Description of problem: My application is a multi-threaded program. The main thread waits for user input on the console and a few other threads wait for user requests coming from clients. Since we moved to Advanced Server 2.1, something peculiar is happening. If the client sends a shutdown command, which is picked up by one of the request listener threads, the thread does some shutdown related processing and then calls 'exit()'. All other existing threads are gone, but the thread which is handling the shutdown request, hangs in exit. If I do a ps it shows up as a zombie ( with ppid as 1 ). I took the same binaries and ran the same test on Linux 7.3 and things seem to work fine. When I try to debug this on AS 2.1 using gdb, gdb also hangs when the thread calls 'exit()' and if I try to break it, gdb gives 'internal error'. Since things work fine on RedHat 7.3 I am assuming it is most likely something to do with glibc or the kernel ?? I am not doing any async IO. The stack looks like below....... #0 0x402dbbe5 in __sigsuspend (set=0x42c278bc) at ../sysdeps/unix/sysv/linux/sigsuspend.c:45 #1 0x40271249 in __pthread_wait_for_restart_signal (self=0x42c27be0) at pthread.c:1019 #2 0x40272a9c in __pthread_lock (lock=0x403e1df0, self=0x42c27be0) at spinlock.c:149 #3 0x4026fd06 in __pthread_mutex_lock (mutex=0x403e1de0) at mutex.c:109 #4 0x40272072 in __flockfile (stream=0x403e1ec0) at lockfile.c:39 #5 0x4032aa49 in _IO_flush_all () at genops.c:825 #6 0x4032b739 in _IO_cleanup () at genops.c:903 #7 0x402de5c2 in exit (status=0) at exit.c:74 #8 0x080551f8 in adRequest (tctx=0x80a64e4) at agtreq.c:1694 #9 0x4026ec2f in pthread_start_thread (arg=0x42c27be0) at manager.c:279 Version-Release number of selected component (if applicable): I am using 2.4.9-e.27smp kernel and glibc-2.2.4-32.8 How reproducible: I tried writing a reproducible case independent of my app, but couldn't. Steps to Reproduce: 1. 2. 3. Actual results: Expected results: Additional info: The same application runs fine on RedHat 7.3 with the 2.4.18* kernel and 2.2.5- 43 glibc version. I tried both, compiling on RedHat 7.3 and running on RedHat 7.3 AND compiling on AS 2.1 and running RedHat 7.3. It works fine on 7.3 either way.

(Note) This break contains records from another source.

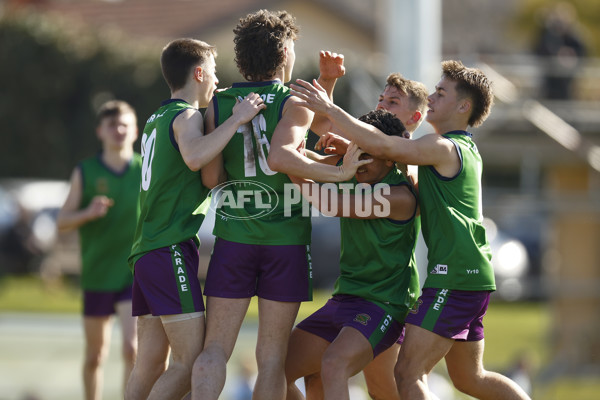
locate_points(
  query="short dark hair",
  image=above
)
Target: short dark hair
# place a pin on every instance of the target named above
(180, 56)
(471, 83)
(385, 121)
(112, 108)
(416, 91)
(259, 42)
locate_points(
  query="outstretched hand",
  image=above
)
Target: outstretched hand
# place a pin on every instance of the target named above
(245, 109)
(314, 96)
(331, 65)
(331, 143)
(352, 161)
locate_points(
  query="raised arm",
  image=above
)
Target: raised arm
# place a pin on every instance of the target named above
(331, 67)
(288, 136)
(430, 149)
(70, 216)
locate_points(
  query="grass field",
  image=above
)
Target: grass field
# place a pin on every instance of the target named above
(512, 330)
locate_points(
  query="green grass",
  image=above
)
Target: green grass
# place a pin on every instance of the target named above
(512, 329)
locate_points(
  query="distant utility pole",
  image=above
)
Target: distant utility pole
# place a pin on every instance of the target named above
(411, 36)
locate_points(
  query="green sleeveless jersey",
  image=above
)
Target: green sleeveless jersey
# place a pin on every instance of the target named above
(251, 206)
(106, 242)
(377, 260)
(172, 197)
(458, 250)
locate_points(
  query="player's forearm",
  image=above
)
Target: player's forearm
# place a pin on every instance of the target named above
(370, 139)
(290, 162)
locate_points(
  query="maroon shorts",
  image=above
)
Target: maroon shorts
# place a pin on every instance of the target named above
(453, 314)
(279, 273)
(165, 281)
(376, 325)
(96, 304)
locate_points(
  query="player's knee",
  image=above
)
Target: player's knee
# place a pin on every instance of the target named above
(94, 360)
(463, 382)
(129, 353)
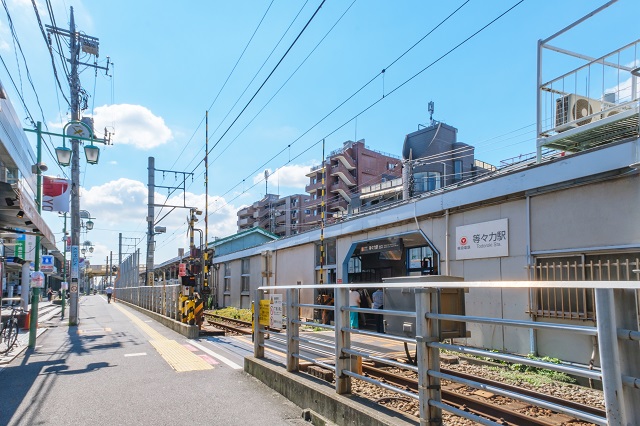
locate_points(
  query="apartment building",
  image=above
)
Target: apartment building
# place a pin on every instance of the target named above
(348, 169)
(281, 216)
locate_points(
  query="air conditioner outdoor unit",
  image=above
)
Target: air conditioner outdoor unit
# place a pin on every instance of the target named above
(571, 111)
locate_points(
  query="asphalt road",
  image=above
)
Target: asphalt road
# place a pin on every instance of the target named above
(115, 368)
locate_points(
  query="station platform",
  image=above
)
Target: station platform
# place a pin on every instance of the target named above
(120, 367)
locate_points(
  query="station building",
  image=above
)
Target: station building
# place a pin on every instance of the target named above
(567, 213)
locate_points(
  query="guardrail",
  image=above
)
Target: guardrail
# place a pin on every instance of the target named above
(617, 356)
(161, 299)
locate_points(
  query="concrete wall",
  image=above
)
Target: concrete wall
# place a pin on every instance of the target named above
(597, 215)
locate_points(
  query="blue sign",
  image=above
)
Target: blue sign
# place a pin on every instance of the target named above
(47, 263)
(75, 261)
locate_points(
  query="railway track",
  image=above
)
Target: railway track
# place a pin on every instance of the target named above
(231, 325)
(497, 408)
(500, 409)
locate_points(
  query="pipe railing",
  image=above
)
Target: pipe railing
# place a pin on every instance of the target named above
(428, 345)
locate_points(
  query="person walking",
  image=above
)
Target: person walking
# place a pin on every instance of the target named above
(354, 302)
(378, 303)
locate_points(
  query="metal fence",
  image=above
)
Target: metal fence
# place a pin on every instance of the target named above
(617, 337)
(576, 303)
(162, 298)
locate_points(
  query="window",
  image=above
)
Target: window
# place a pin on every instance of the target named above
(577, 303)
(245, 276)
(457, 170)
(329, 252)
(355, 265)
(428, 181)
(227, 277)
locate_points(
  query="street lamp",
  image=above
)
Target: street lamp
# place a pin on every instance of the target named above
(77, 131)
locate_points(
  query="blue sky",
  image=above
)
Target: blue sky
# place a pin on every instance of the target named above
(171, 60)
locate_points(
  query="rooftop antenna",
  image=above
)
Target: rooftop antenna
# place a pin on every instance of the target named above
(431, 108)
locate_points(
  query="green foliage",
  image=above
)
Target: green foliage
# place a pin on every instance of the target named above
(532, 374)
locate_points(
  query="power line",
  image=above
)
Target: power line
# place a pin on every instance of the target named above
(375, 102)
(225, 82)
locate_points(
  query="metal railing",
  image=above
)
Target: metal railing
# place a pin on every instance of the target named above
(617, 358)
(161, 299)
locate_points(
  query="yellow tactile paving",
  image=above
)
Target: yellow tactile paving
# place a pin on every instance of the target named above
(179, 358)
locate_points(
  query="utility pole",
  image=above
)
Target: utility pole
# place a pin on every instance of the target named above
(89, 45)
(150, 219)
(152, 230)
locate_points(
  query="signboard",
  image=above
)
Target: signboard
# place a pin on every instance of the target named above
(46, 265)
(75, 261)
(37, 279)
(275, 311)
(19, 248)
(55, 194)
(264, 313)
(482, 240)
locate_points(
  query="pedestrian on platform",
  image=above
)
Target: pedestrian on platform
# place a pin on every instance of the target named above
(354, 302)
(378, 303)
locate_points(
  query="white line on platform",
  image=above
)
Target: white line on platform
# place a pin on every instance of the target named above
(215, 355)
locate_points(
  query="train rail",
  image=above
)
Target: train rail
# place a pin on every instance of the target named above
(503, 410)
(500, 409)
(231, 325)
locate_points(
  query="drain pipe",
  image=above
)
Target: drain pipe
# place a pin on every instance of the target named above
(533, 341)
(446, 242)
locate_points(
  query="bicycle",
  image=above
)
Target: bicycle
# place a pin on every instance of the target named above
(9, 330)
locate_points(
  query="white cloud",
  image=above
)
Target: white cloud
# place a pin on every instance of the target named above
(290, 177)
(133, 125)
(121, 206)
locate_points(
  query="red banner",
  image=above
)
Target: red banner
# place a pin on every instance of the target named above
(55, 194)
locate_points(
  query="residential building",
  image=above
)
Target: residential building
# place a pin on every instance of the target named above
(20, 221)
(278, 215)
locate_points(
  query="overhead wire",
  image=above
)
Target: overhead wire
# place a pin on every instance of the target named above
(373, 103)
(226, 81)
(265, 81)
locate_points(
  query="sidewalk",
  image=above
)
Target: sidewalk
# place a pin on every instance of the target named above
(120, 367)
(47, 311)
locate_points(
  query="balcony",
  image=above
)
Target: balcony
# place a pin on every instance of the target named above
(343, 173)
(340, 205)
(311, 204)
(313, 187)
(346, 160)
(341, 188)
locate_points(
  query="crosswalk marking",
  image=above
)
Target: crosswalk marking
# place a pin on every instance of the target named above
(176, 355)
(215, 355)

When I compile on AS 2.1 and run on AS 2.1 it reproduces the bug.
Now I have a reproducible case I am attaching a simple test program which reproduces this #include <stdio.h> #include <pthread.h> #ifndef AIX #define LOOPER 100000000 #define MOD 10000000 #else #define LOOPER 400000000 #define MOD 40000000 #endif int thr_fun(void) { int i; #if 1 sleep(10); #endif printf("from thread just before calling exit\n"); exit(0); } int main(void) { pthread_t thread; long i; pthread_attr_t attr; pthread_attr_init(&attr); /* initialize attr with default attributes */ if(pthread_create(&thread, &attr,thr_fun, NULL)) printf("thread create failed\n"); getchar(); } to compile it gcc -o linuxhang linuxhang.c -L/usr/lib -lpthread; run this program and it should die in 10 seconds, but one thread hangs on exit (); - Shailesh
Please try ftp://people.redhat.com/jakub/glibc/errata/2.2.4-32.11/
I tried downloading this patch but it is missing glibc-common for i686 ?? - Shailesh
Of course, that's how it has been since introduction of glibc-common (which was introduced for this reason). If you are on i686 machine, you need to install *.i686.rpm packages where they are available and *.i386.rpm versions of the remaining ones.
Ping! Can you confirm your problem went away? I'll close the bug soon if I don't hear anything.